On 23.06.19 12:04, Hubert Ruch wrote:
On 6/23/19 12:00 PM, Stefan Reinauer via coreboot wrote:
Remember that the project was started by Los Alamos National Labs (LANL), the guys that also brought you the Manhattan Project. Contributions have also been made by the BSI (German version of the NSA) and their contractors.
Thanks for the info. Didn't know that. Now, one has to wonder how many skilled developers actually do read and understand their code.
Very few I assume. But for this particular contribution I can say that it will be an optional feature. Actually, an optional security feature for an optional feature (SMM). If you use your boot firmware to boot and not to hide secrets or to provide any other added "security", you are most likely safe :)
But due to this "optional" nature, I guess, there won't be many people reading the code.
IIRC Leah Rowe paid someone $90.000 for adding some code to LibreBoot. I'm mentioning this because it leads to the assumption that boot coding must be a pretty difficult task.

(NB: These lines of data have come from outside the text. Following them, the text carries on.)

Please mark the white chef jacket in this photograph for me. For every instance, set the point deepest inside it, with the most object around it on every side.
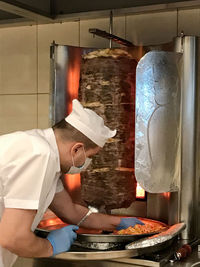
(29, 175)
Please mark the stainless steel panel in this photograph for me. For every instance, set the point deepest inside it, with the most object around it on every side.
(157, 129)
(188, 146)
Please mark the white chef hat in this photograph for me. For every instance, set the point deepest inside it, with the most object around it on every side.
(89, 123)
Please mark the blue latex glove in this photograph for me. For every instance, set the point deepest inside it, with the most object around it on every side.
(126, 222)
(62, 239)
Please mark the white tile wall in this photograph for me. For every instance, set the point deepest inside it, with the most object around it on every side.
(25, 62)
(87, 39)
(189, 22)
(17, 112)
(153, 28)
(43, 111)
(66, 34)
(18, 60)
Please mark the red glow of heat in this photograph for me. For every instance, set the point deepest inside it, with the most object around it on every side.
(140, 193)
(72, 76)
(72, 181)
(166, 195)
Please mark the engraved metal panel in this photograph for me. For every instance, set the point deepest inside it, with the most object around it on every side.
(157, 132)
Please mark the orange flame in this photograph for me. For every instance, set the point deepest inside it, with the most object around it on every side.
(140, 193)
(73, 75)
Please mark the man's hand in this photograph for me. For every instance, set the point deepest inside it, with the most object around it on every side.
(62, 239)
(126, 222)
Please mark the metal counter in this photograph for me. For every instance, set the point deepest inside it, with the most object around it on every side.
(126, 262)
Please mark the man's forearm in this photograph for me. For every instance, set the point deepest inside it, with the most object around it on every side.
(95, 220)
(28, 246)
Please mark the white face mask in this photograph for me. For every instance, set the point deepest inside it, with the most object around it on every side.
(74, 169)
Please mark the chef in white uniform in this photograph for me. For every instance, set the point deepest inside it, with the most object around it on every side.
(31, 163)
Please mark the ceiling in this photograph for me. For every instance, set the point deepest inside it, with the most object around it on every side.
(23, 12)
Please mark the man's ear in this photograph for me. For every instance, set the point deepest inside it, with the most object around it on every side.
(76, 149)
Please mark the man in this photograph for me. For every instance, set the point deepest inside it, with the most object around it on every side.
(31, 163)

I do remember that too (roughly same number), but it wasn't about ad- ding code but about releasing it under the GPL. Nobody was paid for the review nor for improving the code during review. So it ended up as probably the worst code in our repository, IMO.
However, I don't understand your conclusion. If somebody works for one or two years on some code, they got to be paid. For the amount of code, that number seemed reasonable to me.
Also, my very personal opinion: "boot coding" is not a difficult task. Some vendors may try to make you think that it is, so nobody learns how they do it. Others may make it hard by not providing the necessary docu- mentation. Imagine you would want to write a compiler for x86 but its instructions weren't documented? Does that make compiler development hard per se? I don't think so.